The German and Japanese track listings have a different order and add two additional tracks:

| No. | Title | Lyrics | Music | Length |
|---|---|---|---|---|
| 1. | "L.A. Woman" | Jim Morrison | Jim Morrison | 4:55 |
| 2. | "Thru the Wire (Short Film)" | Nick Tesco | Silu Seppälä | 5:25 |
| 3. | "Rocky VI" | Tesco | Silu Seppälä/Pekka Virtanen | 7:33 |
| 4. | "Marching" |  | Mauri Sumén | 1:18 |
| 5. | "Flight AY 105" |  | Sumén | 2:09 |
| 6. | "Sunday Morning" |  | Sumén | 2:49 |
| 7. | "Highway" |  | Sumén | 1:59 |
| 8. | "Blue Swing" |  | Sumén | 1:40 |
| 9. | "On the Road" |  | Sumén | 3:02 |
| 10. | "Glamour Cowboy" |  | Sumén | 2:02 |
| 11. | "No Man's Land" |  | Sumén | 1:55 |
| 12. | "Ten Lost Gringos" |  | Sumén | 2:57 |
| 13. | "Mambo from Säkkijärvi" |  | Sumén | 1:59 |
| 14. | "Desconsolado" |  | Unknown | 3:27 |
| 15. | "Ballad of the Leningrad Cowboy" | Tesco | Mark Smith | 2:39 |
| 16. | "Tequila" |  | Chuck Rio | 1:08 |
| 17. | "Chasing the Light" | Tesco | Smith | 2:20 |

German/Japanese track listing
| No. | Title | Lyrics | Music | Length |
|---|---|---|---|---|
| 1. | "L.A. Woman (Short Film)" | Jim Morrison | Jim Morrison | 4:55 |
| 2. | "Marching" |  | Mauri Sumen | 1:18 |
| 3. | "Flight AY 105" |  | Sumen | 2:09 |
| 4. | "Thru the Wire (Short Film)" | Nick Tesco | Silu Seppälä | 5:25 |
| 5. | "Sunday Morning" |  | Sumen | 2:49 |
| 6. | "Highway" |  | Sumen | 1:59 |
| 7. | "Rocky VI (Short Film)" | Tesco | Silu Seppälä/Pekka Virtanen | 7:33 |
| 8. | "Blue Swing" |  | Sumen | 1:40 |
| 9. | "On the Road" |  | Sumen | 3:02 |
| 10. | "That's All Right" (Only on German/Japanese version) | Arthur Crudup | Arthur Crudup | 1:30 |
| 11. | "Glamour Cowboy" |  | Sumen | 2:02 |
| 12. | "No Man's Land" |  | Sumen | 1:55 |
| 13. | "Born to Be Wild" (Only on German/Japanese version) | Mars Bonfire | Mars Bonfire | 3:30 |
| 14. | "Ten Lost Gringos" |  | Sumen | 2:57 |
| 15. | "Mambo from Säkkijärvi" |  | Sumen | 1:59 |
| 16. | "Desconsolado" |  | Unknown | 3:27 |
| 17. | "Ballad of the Leningrad Cowboy" | Tesco | Mark Smith | 2:39 |
| 18. | "Tequila" |  | Chuck Rio | 1:08 |
| 19. | "Chasing the Light" | Tesco | Smith | 2:20 |

==Reception==
The film was ranked #88 in Empire magazine's "The 100 Best Films Of World Cinema" in 2010. It also holds a 100% "Fresh" rating on review site Rotten Tomatoes based on 6 reviews. As Kaurismäki's first film that was released in the United States, it has been described as his "breakthrough picture".

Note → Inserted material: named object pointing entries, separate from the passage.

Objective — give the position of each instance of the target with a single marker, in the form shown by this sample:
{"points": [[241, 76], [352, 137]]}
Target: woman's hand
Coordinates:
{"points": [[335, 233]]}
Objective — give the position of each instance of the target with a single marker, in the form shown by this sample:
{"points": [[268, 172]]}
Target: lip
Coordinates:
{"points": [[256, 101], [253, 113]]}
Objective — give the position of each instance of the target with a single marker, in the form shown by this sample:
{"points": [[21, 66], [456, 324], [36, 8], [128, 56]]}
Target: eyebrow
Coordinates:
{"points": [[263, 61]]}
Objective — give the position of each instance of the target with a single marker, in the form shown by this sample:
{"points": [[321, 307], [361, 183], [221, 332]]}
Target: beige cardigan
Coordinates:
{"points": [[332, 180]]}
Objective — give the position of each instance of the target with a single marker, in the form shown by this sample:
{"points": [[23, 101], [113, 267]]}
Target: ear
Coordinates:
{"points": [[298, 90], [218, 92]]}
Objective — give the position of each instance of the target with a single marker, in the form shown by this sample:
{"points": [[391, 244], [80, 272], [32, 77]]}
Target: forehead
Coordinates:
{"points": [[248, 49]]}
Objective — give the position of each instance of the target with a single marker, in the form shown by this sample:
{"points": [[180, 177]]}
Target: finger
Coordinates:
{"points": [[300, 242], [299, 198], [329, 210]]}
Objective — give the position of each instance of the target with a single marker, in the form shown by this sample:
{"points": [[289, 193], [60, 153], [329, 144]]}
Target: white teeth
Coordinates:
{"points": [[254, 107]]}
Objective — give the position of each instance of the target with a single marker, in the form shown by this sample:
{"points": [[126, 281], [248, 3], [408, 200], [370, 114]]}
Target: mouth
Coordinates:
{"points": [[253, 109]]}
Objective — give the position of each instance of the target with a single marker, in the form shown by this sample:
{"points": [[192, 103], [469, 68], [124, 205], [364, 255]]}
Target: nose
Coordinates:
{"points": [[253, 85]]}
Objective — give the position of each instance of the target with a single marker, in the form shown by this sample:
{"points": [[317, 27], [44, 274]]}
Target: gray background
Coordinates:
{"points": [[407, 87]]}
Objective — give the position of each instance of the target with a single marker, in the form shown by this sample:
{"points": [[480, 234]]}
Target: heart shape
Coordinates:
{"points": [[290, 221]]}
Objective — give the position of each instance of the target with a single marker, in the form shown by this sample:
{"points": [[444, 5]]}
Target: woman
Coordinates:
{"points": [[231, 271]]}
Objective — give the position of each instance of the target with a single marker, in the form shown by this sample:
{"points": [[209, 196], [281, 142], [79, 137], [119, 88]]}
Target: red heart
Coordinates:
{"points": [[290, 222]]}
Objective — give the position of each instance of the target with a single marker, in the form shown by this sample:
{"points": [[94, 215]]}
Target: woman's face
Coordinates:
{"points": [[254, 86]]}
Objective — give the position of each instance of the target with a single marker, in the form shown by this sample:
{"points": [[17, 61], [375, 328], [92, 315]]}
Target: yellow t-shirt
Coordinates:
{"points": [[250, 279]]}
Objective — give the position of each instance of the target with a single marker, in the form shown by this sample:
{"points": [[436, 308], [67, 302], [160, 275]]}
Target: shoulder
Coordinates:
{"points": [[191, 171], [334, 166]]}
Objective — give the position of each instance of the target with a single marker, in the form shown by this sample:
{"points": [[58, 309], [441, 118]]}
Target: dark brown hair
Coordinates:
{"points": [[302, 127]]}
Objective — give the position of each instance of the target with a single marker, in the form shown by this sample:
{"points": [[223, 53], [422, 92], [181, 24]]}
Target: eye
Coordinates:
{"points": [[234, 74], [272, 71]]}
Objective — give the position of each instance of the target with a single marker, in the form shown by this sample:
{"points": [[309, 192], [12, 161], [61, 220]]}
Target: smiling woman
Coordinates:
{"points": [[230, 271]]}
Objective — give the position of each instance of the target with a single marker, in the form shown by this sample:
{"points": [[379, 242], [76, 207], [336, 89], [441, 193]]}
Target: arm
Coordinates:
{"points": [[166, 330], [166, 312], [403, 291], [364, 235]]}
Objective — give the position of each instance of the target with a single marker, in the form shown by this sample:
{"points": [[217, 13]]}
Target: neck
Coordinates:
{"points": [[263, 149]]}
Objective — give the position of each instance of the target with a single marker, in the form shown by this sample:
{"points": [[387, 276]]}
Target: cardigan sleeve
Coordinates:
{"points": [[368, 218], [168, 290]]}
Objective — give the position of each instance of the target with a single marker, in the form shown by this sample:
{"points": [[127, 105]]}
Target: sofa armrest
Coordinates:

== Sequels and home media ==
Leningrad Cowboys Go America was followed five years later by a sequel, Leningrad Cowboys Meet Moses (1994) and a concert film Total Balalaika Show (1994).
The film was reissued on DVD in October 2011, as part of the Criterion Collection's Eclipse series, paired with the other two Leningrad Cowboys films.